MaineMed, ambulance provider settle civil lawsuits for $1.4M

The U.S. Attorney’s Office for the District of Maine has announced settlements of two civil lawsuits related to unnecessary ambulance transports and improper Medicare billing.

In a Friday press release, U.S. Attorney Halsey B. Frank said that Scarborough-based North East Mobile Health Services has agreed to pay $825,000 to resolve allegations that it violated the federal False Claims Act by providing unnecessary ambulance transports.

The case stems from allegations that North East improperly billed Medicare for the non-emergency transport of patients discharged from Maine Medical Center, of Portland, from 2007 onward.

The government had alleged that North East improperly billed Medicare for ambulance transports of patients it falsely claimed were either “bed-confined” or for whom such transport was otherwise medically necessary.

The settlement also resolves allegations that North East knowingly retained Medicare overpayments.

Resolving a separate civil case, MaineMed agreed to pay $600,000 stemming from allegations that its personnel provided North East with statements containing incomplete or inaccurate information about the medical necessity of moving patients by ambulance, which North East used to bill Medicare.

Both North East Mobile Health and Maine Med cooperated with the investigation, according to the U.S. Attorney’s Office.

It underscored that federal authorities encourage health care providers to cooperate with investigations involving the possible submission of false claims to federal programs.

MaineMed's response

In a written statement sent to Mainebiz, Maine Medical Center issued the following response on Friday regarding the settlement:

"In response to a settlement agreement announcement today by the U.S. Attorney’s Office for the District of Maine, Maine Medical Center issues the following statement:

“Today’s news of Maine Medical Center’s settlement agreement with the U.S. Attorney’s Office is the unfortunate result of a legal process that at times penalizes hospitals for prioritizing safe patient care. As an independent reviewer confirmed, MMC has no financial incentive to order ambulance transfers for Medicare patients treated at its hospital and saw no financial gain as a result of the disputed charges. Each case examined was based on medical necessity determined by a qualified medical provider. However, as the settlement agreement explicitly states, in order to ‘avoid delay, uncertainty, inconvenience, and expense of protracted litigation’ MMC has agreed to a settlement that is modest relative to the potential legal costs, and one that makes clear the hospital’s position that it did nothing wrong. At all times, MMC acted with the best interests of patients in mind, making sure they had safe and reliable transportation following their treatment. We will continue to prioritize safe patient care and ensure that patients who have medical necessity receive access to ambulance services in a way that fully complies with legal and regulatory standards.”

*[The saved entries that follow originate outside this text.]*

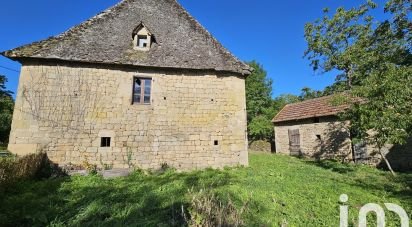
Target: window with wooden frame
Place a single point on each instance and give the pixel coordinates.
(142, 89)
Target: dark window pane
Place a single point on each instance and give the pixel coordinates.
(105, 142)
(136, 98)
(146, 99)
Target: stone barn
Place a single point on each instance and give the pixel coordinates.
(141, 84)
(312, 128)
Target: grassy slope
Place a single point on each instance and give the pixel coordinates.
(279, 189)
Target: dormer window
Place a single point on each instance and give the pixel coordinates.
(142, 38)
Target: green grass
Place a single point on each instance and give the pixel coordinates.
(278, 188)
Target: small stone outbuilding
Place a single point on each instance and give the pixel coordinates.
(312, 128)
(142, 84)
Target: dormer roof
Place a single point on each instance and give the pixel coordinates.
(181, 42)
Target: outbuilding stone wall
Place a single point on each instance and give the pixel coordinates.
(195, 119)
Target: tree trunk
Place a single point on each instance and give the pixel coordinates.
(387, 162)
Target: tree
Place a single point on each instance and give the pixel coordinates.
(260, 109)
(6, 110)
(374, 58)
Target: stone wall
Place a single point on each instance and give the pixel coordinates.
(195, 120)
(327, 139)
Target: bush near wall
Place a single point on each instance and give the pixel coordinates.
(33, 166)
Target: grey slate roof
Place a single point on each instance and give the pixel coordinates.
(181, 42)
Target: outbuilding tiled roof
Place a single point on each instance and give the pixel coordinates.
(181, 42)
(318, 107)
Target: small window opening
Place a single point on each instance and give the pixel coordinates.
(142, 41)
(105, 142)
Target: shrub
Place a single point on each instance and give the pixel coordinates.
(29, 167)
(207, 210)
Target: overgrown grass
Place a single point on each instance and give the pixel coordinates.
(279, 189)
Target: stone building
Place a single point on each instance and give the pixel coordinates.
(141, 84)
(312, 128)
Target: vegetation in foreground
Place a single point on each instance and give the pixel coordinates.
(274, 190)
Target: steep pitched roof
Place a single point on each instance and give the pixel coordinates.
(181, 42)
(317, 107)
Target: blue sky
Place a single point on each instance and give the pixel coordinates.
(268, 31)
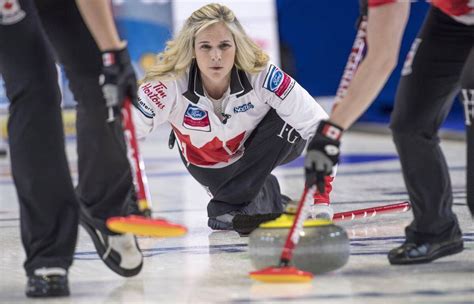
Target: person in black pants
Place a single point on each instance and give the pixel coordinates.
(439, 65)
(34, 34)
(430, 80)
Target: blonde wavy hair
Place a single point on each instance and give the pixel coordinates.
(179, 52)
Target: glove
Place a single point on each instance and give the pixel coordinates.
(322, 154)
(118, 80)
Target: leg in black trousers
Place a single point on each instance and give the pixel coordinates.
(423, 100)
(467, 99)
(48, 206)
(105, 187)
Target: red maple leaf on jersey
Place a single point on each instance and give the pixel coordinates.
(212, 152)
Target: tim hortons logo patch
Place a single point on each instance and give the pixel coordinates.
(10, 12)
(145, 108)
(196, 119)
(278, 82)
(156, 93)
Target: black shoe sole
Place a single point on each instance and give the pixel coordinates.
(218, 225)
(48, 294)
(39, 287)
(113, 259)
(244, 224)
(441, 252)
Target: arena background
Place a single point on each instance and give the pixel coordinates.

North East Mobile Health Services' response

In a written statement sent to Mainebiz today, North East Mobile Health Services issued the following response:

“At the request of medical personnel, North East Mobile Health Services transported Maine Medical Center patients via ambulance to hospitals, skilled nursing facilities and other locations. In all instances, all providers were acting in the best medical interest of the patient and the required documentation from medical personnel certified the ambulance transports were medically necessary. As such, reimbursement claims were submitted to Medicare and processed.

“However, the medical necessity of some of these ambulance transports was subsequently contested. The Office of the Inspector General and the Department of Justice conducted a review, with the full cooperation of North East Mobile Health Services, and ultimately claimed that the ambulance transports in question were not medically necessary as defined by Medicare.

“Although North East Mobile Health Services continues to deny that all the transports were not medically necessary, North East Mobile Health Services has agreed to repay the claims, the cost of which is less than defending a lawsuit.”